In order for the federal government to maintain normal operations, Congress needed to pass a “continuing resolution” — essentially a temporary budget agreement — before Oct. 1, the first day of the Congressional fiscal year. The House only passed continuing resolutions that either stripped Obamacare of funding or delayed its launch, but the Senate sent both measures back.
House Republicans — and more specifically, Tea Party Republicans — have ground the federal government to a halt over Obamacare. Though the fight makes sense — universal healthcare is exactly the sort of “big government” policy they fight against — the fight seems to have finished months ago.
The bill was passed by both the House and the Senate, signed into law, taken to the Supreme Court and deemed constitutional — no thanks to Justice Antonin “Can’t scare me I have life tenure” Scalia. As Jon Stewart put it in his takedown of the shutdown: it’s a f***ing law.
Government shutdowns are one of the “automatic” provisions programmed into the budget fight — sort of like last year’s sequester issue. Shutting down the government is not a typical policy tool — the last shutdown occurred 17 years ago, during the heyday of slap bracelets, Hillary Clinton’s husband and dreamy frosted-tips Justin Timberlake.

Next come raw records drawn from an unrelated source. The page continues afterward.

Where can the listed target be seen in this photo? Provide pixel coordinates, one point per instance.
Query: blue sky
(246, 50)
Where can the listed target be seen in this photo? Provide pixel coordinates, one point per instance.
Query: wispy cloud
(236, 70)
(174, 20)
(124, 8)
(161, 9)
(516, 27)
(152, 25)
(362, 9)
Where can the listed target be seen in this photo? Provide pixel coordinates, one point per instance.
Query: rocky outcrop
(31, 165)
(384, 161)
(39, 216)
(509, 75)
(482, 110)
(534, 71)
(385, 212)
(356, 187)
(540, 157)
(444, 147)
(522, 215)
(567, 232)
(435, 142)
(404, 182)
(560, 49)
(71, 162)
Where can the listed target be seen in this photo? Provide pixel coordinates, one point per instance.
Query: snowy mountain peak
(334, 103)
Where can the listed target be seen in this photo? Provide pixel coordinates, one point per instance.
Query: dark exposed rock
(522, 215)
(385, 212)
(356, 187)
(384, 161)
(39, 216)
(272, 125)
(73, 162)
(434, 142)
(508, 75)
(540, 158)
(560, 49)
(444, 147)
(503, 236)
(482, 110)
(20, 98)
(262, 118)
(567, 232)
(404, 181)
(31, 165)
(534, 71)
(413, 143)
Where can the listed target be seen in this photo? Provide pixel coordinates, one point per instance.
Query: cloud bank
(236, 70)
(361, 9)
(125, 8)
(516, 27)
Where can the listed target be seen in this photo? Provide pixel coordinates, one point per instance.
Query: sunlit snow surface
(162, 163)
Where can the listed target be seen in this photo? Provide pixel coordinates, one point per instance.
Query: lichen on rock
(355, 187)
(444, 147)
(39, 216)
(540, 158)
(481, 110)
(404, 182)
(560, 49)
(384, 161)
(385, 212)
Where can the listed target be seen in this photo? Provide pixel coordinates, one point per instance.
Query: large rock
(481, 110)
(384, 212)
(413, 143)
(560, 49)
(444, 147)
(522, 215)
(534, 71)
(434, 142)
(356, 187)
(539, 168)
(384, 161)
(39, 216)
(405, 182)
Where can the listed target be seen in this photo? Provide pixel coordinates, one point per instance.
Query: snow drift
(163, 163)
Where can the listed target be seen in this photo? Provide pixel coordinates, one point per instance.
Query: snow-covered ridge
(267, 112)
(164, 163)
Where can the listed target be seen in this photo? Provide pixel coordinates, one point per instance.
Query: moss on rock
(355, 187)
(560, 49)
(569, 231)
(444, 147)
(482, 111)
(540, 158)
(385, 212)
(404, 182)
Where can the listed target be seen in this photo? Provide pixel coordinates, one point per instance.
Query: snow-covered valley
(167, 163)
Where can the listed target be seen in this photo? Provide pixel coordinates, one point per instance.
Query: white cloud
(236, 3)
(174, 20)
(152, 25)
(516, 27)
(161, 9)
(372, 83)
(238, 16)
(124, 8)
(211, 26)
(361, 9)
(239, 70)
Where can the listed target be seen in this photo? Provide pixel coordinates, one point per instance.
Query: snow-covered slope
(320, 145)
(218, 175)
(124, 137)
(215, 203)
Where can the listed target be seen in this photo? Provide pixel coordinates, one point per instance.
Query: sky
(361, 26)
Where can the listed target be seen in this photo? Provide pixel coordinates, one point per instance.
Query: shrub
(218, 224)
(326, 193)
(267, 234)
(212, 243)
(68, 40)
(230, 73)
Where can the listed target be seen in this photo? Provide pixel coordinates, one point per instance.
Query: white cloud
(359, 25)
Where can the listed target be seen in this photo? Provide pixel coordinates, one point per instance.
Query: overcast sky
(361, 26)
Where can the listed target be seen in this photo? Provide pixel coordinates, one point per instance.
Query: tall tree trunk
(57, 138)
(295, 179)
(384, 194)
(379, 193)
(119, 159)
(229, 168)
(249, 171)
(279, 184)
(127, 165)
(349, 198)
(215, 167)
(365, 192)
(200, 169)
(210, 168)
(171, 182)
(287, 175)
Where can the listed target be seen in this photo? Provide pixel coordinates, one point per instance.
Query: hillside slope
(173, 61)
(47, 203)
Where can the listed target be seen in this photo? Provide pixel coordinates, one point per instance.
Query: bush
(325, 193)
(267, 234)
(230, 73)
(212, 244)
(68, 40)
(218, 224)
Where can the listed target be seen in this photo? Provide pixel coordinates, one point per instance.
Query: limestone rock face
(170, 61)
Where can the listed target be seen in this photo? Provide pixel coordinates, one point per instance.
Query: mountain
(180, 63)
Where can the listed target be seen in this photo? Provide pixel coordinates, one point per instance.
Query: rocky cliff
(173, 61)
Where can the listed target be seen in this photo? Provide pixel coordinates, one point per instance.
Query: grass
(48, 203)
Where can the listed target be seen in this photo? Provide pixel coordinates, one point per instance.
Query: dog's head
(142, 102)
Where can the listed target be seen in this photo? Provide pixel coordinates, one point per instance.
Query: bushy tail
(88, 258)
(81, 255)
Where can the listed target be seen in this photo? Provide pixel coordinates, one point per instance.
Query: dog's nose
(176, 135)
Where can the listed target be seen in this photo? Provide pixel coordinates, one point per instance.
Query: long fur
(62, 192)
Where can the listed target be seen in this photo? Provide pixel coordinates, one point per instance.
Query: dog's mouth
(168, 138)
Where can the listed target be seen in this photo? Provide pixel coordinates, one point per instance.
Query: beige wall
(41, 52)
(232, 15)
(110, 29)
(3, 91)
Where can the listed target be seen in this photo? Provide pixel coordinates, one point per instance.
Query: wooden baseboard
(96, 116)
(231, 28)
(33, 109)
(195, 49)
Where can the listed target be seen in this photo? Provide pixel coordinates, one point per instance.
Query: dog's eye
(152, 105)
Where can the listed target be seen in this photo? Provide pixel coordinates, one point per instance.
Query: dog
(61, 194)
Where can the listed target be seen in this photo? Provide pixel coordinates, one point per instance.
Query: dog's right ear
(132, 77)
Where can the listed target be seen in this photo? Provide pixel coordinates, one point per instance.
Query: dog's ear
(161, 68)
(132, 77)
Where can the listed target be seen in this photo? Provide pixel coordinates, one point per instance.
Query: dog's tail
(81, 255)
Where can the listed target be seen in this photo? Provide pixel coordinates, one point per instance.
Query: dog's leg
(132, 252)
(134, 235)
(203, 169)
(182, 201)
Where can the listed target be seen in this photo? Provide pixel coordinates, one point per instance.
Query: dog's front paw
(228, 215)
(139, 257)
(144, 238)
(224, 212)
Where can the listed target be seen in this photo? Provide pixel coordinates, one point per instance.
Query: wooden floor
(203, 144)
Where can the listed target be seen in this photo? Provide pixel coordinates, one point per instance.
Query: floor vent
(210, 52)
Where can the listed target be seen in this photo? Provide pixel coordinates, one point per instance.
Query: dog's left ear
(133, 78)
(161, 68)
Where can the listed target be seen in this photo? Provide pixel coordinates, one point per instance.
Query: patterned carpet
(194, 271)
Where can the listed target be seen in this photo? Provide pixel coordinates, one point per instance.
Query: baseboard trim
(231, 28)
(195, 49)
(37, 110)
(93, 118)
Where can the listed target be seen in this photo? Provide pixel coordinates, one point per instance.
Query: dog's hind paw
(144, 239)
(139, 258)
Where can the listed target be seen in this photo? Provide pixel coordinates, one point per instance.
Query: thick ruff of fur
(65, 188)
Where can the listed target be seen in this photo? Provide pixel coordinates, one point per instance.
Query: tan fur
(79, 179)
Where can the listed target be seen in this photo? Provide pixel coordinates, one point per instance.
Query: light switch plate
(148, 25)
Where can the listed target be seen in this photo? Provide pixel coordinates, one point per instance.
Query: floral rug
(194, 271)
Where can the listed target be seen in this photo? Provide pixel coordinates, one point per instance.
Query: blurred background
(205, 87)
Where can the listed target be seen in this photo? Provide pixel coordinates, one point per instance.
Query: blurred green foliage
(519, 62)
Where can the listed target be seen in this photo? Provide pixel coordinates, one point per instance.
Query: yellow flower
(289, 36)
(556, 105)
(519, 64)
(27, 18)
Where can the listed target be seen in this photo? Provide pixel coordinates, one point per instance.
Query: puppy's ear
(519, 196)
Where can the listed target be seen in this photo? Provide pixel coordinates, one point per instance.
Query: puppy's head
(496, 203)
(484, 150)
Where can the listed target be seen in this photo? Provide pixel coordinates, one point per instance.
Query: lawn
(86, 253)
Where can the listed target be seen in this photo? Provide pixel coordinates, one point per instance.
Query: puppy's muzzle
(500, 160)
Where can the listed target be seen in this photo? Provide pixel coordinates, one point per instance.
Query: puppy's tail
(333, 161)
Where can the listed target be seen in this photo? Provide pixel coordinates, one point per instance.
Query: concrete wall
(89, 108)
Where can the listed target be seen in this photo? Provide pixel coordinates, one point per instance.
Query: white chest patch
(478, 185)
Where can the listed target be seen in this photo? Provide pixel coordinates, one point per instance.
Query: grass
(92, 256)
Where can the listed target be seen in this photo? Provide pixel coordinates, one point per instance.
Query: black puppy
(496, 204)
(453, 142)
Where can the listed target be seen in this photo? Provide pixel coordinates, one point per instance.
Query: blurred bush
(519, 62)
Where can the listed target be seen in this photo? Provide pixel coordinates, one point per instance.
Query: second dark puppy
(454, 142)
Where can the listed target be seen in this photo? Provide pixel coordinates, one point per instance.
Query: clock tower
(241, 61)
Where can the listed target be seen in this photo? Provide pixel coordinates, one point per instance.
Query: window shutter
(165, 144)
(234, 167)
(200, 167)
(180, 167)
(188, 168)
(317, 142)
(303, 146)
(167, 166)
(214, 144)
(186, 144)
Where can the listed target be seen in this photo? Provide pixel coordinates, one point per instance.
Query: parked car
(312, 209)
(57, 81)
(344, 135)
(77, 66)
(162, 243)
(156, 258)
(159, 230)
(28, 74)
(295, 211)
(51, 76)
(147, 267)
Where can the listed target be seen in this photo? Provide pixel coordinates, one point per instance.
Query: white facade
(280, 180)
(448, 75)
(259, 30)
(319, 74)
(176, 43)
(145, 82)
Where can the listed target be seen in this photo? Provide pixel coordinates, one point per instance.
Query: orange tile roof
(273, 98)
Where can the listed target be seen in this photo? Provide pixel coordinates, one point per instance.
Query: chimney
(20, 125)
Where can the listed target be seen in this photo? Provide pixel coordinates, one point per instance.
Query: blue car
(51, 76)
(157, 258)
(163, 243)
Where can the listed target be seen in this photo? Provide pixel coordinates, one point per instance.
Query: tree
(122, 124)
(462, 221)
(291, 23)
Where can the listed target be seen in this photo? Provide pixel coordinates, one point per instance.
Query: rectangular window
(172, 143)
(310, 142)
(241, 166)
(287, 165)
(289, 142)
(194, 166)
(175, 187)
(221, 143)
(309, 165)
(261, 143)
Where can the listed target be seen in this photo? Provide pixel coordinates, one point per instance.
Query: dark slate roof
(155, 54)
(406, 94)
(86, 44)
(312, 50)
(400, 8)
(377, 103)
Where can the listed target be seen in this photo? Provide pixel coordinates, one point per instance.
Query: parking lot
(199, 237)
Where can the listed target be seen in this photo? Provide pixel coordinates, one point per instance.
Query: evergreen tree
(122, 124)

Since Oct. 1, the nation’s largest employer has kept millions of its workers at home. The shutdown hits all services deemed “non-essential,” affecting workers across the country from National Park rangers to doctors tracking influenza at the CDC. Though the shutdown miraculously has some supporters, just about everyone agrees that it is not the way to deal with the problem at hand.
Extremists on both sides of the aisle have made talking about — not even fixing — the problem incredibly hard. The principles of Obamacare are ingrained in the ideologies of both parties in completely opposite ways.
Ironically, Congress will continue to be paid during the shutdown. So that’s good.
The lights will not come back on until Congress is able to pass a new continuing resolution. Until then, everything from the Smithsonian Zoo to workers that process Social Security and Veterans care payments will remain off. In a wry way, the Tea Party has proven its point: our government is huge and incredibly expensive. We’ll see how far proving a point gets them.